Waktu melaju dan banyak kebijakan yang diambil silih berganti untuk meningkatkan kesejahteraan guru. Kesejahteraan yang dinilai merupakan faktor penting dalam meningkatkan kualitas pendidikan. Tetapi masalah kesejahteraan ini terus berlanjut hingga sekarang. Banyak cerita tentang seorang guru honorer yang dibayar jauh dari kata layak dan bahkan diberikan secara rapel. Sekarang bahkan berbalik ada yang memandang profesi guru sebagai profesi yang enak, kerja ada liburnya, gaji utuh bahkan ada tunjangan. Selain kesejahteraan ada masalah cara mendidik yang dinilai tidak manusiawi. Dari sisi generasi senior dan guru bukan guru yang terlalu keras, tetapi murid sekarang yang terlalu manja dan mereka tidak tahu tata krama. Begitu banyak permasalahan dunia pendidikan yang ada di negara Indonesia tercinta. Semua permasalahan ini banyak memicu perdebatan.
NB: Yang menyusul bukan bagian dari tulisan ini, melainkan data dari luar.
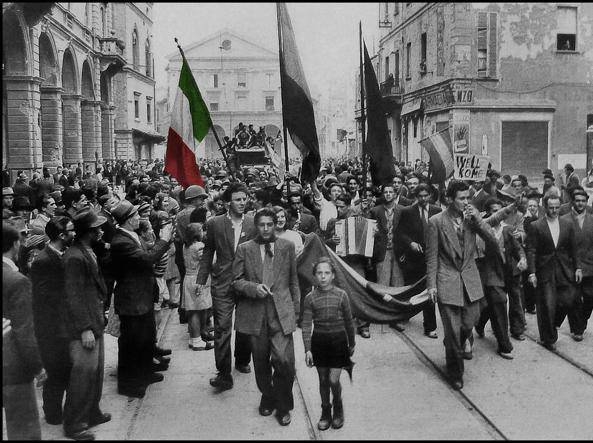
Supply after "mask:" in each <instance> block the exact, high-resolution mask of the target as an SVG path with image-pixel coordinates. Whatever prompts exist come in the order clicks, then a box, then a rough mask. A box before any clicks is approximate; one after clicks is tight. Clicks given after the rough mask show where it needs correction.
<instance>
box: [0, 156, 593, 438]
mask: <svg viewBox="0 0 593 443" xmlns="http://www.w3.org/2000/svg"><path fill="white" fill-rule="evenodd" d="M198 163H199V164H200V165H202V166H201V174H202V177H203V178H204V182H205V185H204V186H203V187H202V186H198V185H191V186H189V187H187V188H186V189H184V188H183V187H182V186H180V185H179V183H178V182H177V180H176V179H175V178H174V177H170V176H169V175H168V174H166V173H164V172H163V163H162V162H158V161H157V162H155V163H152V164H150V165H141V164H139V163H138V162H124V161H118V162H116V163H114V164H111V163H106V164H105V165H95V168H94V170H93V169H92V168H91V166H90V165H86V167H83V166H84V165H82V164H78V165H71V167H70V168H66V167H58V170H57V171H56V173H54V174H51V173H50V171H49V170H48V169H47V168H43V170H42V171H41V172H35V173H33V176H32V177H31V180H29V178H28V177H27V175H26V174H25V173H24V172H21V171H19V174H18V178H17V179H16V182H15V183H13V184H11V183H9V182H8V179H7V176H6V175H4V176H3V182H4V183H3V186H4V187H3V190H2V206H3V216H2V217H3V229H2V231H3V240H2V245H3V246H2V248H3V275H2V286H3V291H2V298H3V300H2V306H3V317H4V318H3V345H4V346H3V406H4V408H5V411H6V426H7V435H8V438H9V439H40V438H41V432H40V425H39V417H38V412H37V403H36V396H35V384H36V385H37V386H43V412H44V415H45V420H46V421H47V422H48V423H50V424H62V426H63V428H64V433H65V435H66V436H67V437H70V438H73V439H77V440H91V439H93V438H94V434H93V433H92V431H91V430H90V428H92V427H93V426H96V425H99V424H101V423H105V422H107V421H109V420H110V419H111V416H110V414H108V413H106V412H103V411H102V410H101V408H100V400H101V394H102V388H103V369H104V342H103V334H104V333H105V332H107V333H110V334H112V335H115V336H117V337H118V364H117V380H118V392H119V393H120V394H122V395H126V396H128V397H137V398H141V397H143V396H144V395H145V391H146V387H147V386H148V385H150V384H152V383H156V382H159V381H162V380H163V378H164V376H163V374H162V372H163V371H166V370H167V368H168V365H169V361H170V359H171V357H172V356H171V355H170V354H171V350H169V349H163V348H160V347H159V346H157V343H156V331H157V328H158V324H159V321H160V319H161V310H162V308H164V307H168V308H171V309H178V311H179V317H180V320H181V322H182V323H187V327H188V346H189V348H190V349H192V350H195V351H208V350H211V349H213V350H214V360H215V365H216V369H217V375H216V376H215V377H213V378H212V379H211V380H210V384H211V385H212V386H213V387H214V388H216V390H217V391H223V390H227V389H231V388H232V387H233V377H232V366H233V364H232V354H233V356H234V367H235V369H236V370H237V371H238V372H239V373H249V372H251V366H250V364H251V362H252V360H253V366H254V372H255V378H256V381H257V386H258V388H259V390H260V391H261V394H262V396H261V399H260V403H259V412H260V414H261V415H270V414H272V413H273V411H274V410H276V417H277V419H278V422H279V423H280V424H281V425H288V424H289V423H290V421H291V417H290V411H291V410H292V409H293V398H292V386H293V380H294V376H295V355H294V345H293V338H292V334H293V332H294V331H296V328H297V326H298V327H300V328H301V330H302V334H303V342H304V344H305V356H304V358H305V361H306V363H307V365H308V366H316V369H317V372H318V375H319V383H320V396H321V402H322V416H321V419H320V421H319V423H318V427H319V429H322V430H325V429H328V428H329V427H330V426H331V427H334V428H339V427H341V426H342V425H343V423H344V412H343V404H342V398H341V387H340V381H339V380H340V372H341V369H342V368H348V367H349V365H350V367H351V361H350V357H351V356H352V355H353V353H354V349H355V335H356V334H358V335H359V336H360V337H362V338H367V339H368V338H370V332H369V323H368V321H366V320H362V319H357V318H354V317H353V314H354V316H355V314H356V313H353V312H352V309H351V306H350V303H349V299H348V294H347V293H346V292H345V291H344V290H343V289H341V288H339V287H337V286H336V285H335V284H334V277H335V269H334V267H333V264H332V262H331V260H329V259H327V258H324V257H322V258H320V259H319V260H318V261H317V262H316V263H315V266H314V268H313V271H312V272H313V275H314V279H315V282H316V284H315V286H314V287H313V288H301V287H300V285H299V280H298V275H297V270H296V262H297V260H296V258H297V257H298V256H299V255H300V254H301V253H302V251H303V247H304V244H303V235H302V234H310V233H315V234H318V235H319V236H320V237H321V238H322V239H323V241H324V242H325V243H326V245H327V246H329V247H330V248H332V249H334V250H335V248H336V246H337V245H338V244H339V243H340V241H341V240H342V239H341V238H340V236H339V235H337V233H336V229H335V226H336V221H337V220H340V219H344V218H347V217H365V218H372V219H374V220H376V222H377V228H376V232H375V244H374V250H373V257H372V258H366V257H364V256H360V255H350V256H346V257H345V258H344V261H345V262H346V263H347V264H348V265H349V266H351V267H352V268H353V269H354V270H355V271H356V272H358V273H360V274H361V275H362V276H364V277H365V278H366V279H368V280H370V281H374V282H377V283H379V284H382V285H385V286H404V285H410V284H413V283H415V282H417V281H418V280H420V279H422V278H423V277H424V276H425V275H426V276H427V280H426V288H427V292H428V296H429V301H428V302H427V303H426V304H425V307H424V309H423V311H422V312H423V313H422V315H423V327H424V334H425V336H426V337H428V338H432V339H436V338H438V337H439V334H440V332H439V331H438V325H437V319H436V308H437V307H438V309H439V312H440V318H441V324H442V334H443V336H444V345H445V351H446V360H447V373H448V375H449V377H450V382H451V384H452V386H453V387H454V388H455V389H461V388H462V387H463V370H464V360H470V359H471V358H472V351H473V344H474V338H473V331H474V330H475V332H476V334H477V335H478V337H483V336H484V327H485V324H486V323H487V322H488V321H490V322H491V326H492V330H493V332H494V335H495V337H496V340H497V342H498V353H499V355H500V356H501V357H502V358H505V359H512V358H513V357H514V354H513V345H512V341H511V338H512V339H514V340H525V336H524V332H525V329H526V321H525V315H526V313H527V314H536V315H537V323H538V329H539V336H540V341H541V344H542V345H543V346H545V347H546V348H548V349H550V350H554V349H555V346H556V345H555V342H556V340H557V338H558V334H557V328H558V327H559V326H560V325H561V324H562V323H563V322H564V320H565V318H566V317H568V322H569V325H570V331H571V334H572V338H573V339H574V340H575V341H582V340H583V334H584V332H585V329H586V327H587V322H588V320H589V318H590V316H591V312H592V310H593V255H592V254H593V215H592V212H593V211H592V208H591V203H590V198H589V195H588V193H587V190H588V189H589V188H591V187H593V171H590V172H589V173H588V175H587V177H585V178H584V179H583V180H582V181H580V180H579V178H578V177H577V176H576V175H575V173H574V169H573V168H572V166H571V165H566V167H565V168H564V171H563V173H562V174H560V177H559V180H558V183H556V178H555V176H554V174H553V172H552V171H551V170H546V171H543V183H544V185H543V188H542V189H538V188H537V187H534V186H531V185H530V183H528V180H527V178H526V177H525V176H524V175H518V176H508V175H502V174H501V173H500V172H498V171H495V170H493V169H490V170H489V171H488V174H487V177H486V179H485V180H484V181H477V182H462V181H456V180H452V181H450V182H449V183H448V186H447V187H446V189H445V188H438V187H437V186H434V185H433V184H431V183H430V179H429V169H428V165H427V164H425V163H423V162H422V161H420V160H417V161H416V162H415V163H414V165H406V164H404V163H399V162H397V163H396V168H395V169H396V175H395V177H394V178H393V180H390V181H389V182H387V183H382V184H381V186H374V185H373V183H372V182H371V181H370V177H369V178H368V180H367V181H366V183H365V182H364V176H363V165H362V161H361V160H360V159H347V158H340V159H329V160H325V161H323V164H322V168H321V170H320V174H319V177H318V179H317V180H316V181H314V182H313V183H301V182H300V181H299V179H298V178H297V177H296V174H287V177H286V180H282V179H281V178H279V176H278V175H277V174H276V173H275V172H274V171H273V169H272V168H270V167H268V166H266V167H259V168H256V167H251V168H245V169H243V170H242V171H238V173H237V174H236V175H237V176H238V177H237V178H238V179H239V180H233V178H234V177H231V176H229V175H228V173H227V172H226V170H225V168H224V166H223V165H224V162H221V161H220V160H207V159H201V160H199V161H198ZM233 314H234V315H235V349H234V353H232V352H231V335H232V329H233V321H232V319H233ZM391 326H392V327H393V328H395V329H396V330H398V331H403V330H404V329H405V327H406V326H405V324H404V323H402V322H393V323H391ZM330 394H331V395H330ZM330 397H331V400H330Z"/></svg>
Harus diakui masih banyak permasalahan pendidikan di Indonesia yang belum tampak pembenahan yang cukup signifikan. Sekarang ada harapan baru terhadap menteri pendidikan yang diharapkan mampu mengatasi masalah pendidikan tetapi perubahan tidak bergantung hanya pada satu orang. Perubahan perlu kolaborasi banyak pihak dan memerlukan kesadaran dan kemauan bergerak bahkan dari hal yang paling dasar yaitu dari diri sendiri.
Guru sebagai pucuk dari pelaksanaan proses belajar mengajar harus selalu berefleksi terhadap proses yang dilalui. Guru harus mau untuk merdeka sebelum berceramah tentang merdeka. Tidak boleh ada lagi menyalahkan satu pihak murid, orang tua atau guru saja. Pendidikan adalah tanggung jawab bersama. Yuk, mulai berefleksi dan berusaha mewujudkan pendidikan yang lebih baik bersama. Saling melibatkan dan saling kolaborasi.